Korean Vacuum Society
- Formation: September 10, 1991; 34 years ago
- Headquarters: Samseong-dong, Daejong Building, #710 435 Teheran-ro, Gangnam District, Seoul, South Korea
- Coordinates: 37°30′24″N 127°03′16″E﻿ / ﻿37.5066225°N 127.0544959°E
- Membership: 4,000
- President: Bu Jinhyo
- Website: www.kvs.or.kr

= Korean Vacuum Society =

South Korean academic organization

The Korean Vacuum Society (KMS; ) is an academic organization in South Korea incorporated under the Ministry of Science and ICT. Their work aims to support semiconductor, IT, and display industries.
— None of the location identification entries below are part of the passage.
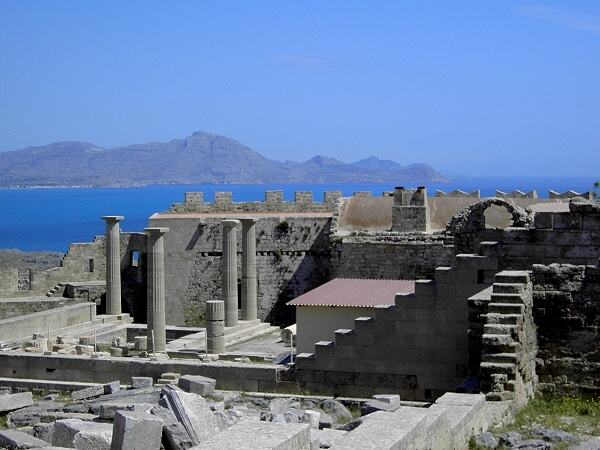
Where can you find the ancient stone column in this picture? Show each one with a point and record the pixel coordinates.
(155, 301)
(113, 264)
(249, 310)
(229, 272)
(215, 327)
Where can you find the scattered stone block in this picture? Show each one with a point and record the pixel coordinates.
(43, 431)
(338, 412)
(112, 387)
(15, 439)
(11, 402)
(93, 440)
(92, 391)
(134, 430)
(141, 382)
(173, 431)
(387, 398)
(84, 349)
(193, 412)
(250, 435)
(197, 384)
(141, 343)
(108, 410)
(94, 432)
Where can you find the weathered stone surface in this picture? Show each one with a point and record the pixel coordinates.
(43, 431)
(14, 439)
(250, 435)
(135, 430)
(92, 391)
(197, 384)
(93, 440)
(532, 444)
(141, 382)
(375, 405)
(485, 440)
(108, 410)
(338, 412)
(112, 387)
(173, 431)
(11, 402)
(65, 431)
(193, 412)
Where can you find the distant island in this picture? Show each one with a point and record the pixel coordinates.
(202, 158)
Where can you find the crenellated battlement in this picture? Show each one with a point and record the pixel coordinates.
(223, 202)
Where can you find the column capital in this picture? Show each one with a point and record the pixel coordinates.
(153, 231)
(230, 223)
(113, 219)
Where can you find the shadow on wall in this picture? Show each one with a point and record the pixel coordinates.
(313, 271)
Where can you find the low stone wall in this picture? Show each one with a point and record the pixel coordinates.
(566, 300)
(9, 281)
(13, 307)
(390, 255)
(303, 202)
(419, 348)
(229, 376)
(21, 327)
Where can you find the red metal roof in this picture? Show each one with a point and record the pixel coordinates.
(357, 292)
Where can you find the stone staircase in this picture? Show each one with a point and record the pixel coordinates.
(503, 334)
(57, 291)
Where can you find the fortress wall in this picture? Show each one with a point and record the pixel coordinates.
(14, 307)
(412, 256)
(564, 237)
(292, 258)
(9, 281)
(567, 315)
(303, 202)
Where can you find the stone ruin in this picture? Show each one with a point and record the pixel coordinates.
(144, 329)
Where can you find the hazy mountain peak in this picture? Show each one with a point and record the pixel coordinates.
(199, 158)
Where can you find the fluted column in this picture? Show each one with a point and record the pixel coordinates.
(229, 272)
(155, 302)
(215, 332)
(113, 264)
(249, 309)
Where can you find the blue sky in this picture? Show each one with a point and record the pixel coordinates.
(497, 87)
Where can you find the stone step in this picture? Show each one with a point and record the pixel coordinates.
(496, 340)
(512, 276)
(506, 308)
(501, 328)
(494, 367)
(247, 333)
(324, 349)
(508, 319)
(304, 360)
(509, 358)
(507, 298)
(508, 288)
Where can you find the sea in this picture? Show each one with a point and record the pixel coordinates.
(48, 219)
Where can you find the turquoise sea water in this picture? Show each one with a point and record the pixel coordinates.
(49, 219)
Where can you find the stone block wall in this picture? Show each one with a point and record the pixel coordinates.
(566, 301)
(9, 281)
(274, 202)
(20, 306)
(390, 255)
(292, 258)
(397, 349)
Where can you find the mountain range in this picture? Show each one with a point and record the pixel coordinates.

The publish the English language journal Applied Science and Convergence Technology (ASCT) and the Korean-language journal 진공 이야기 or Vacuum Magazine and hold regular summer and winter conferences. Their six departments include vacuum technology, surface and interface science, semiconductor and thin film, plasma and displays, nanoscience and bio-interface, and energy technology.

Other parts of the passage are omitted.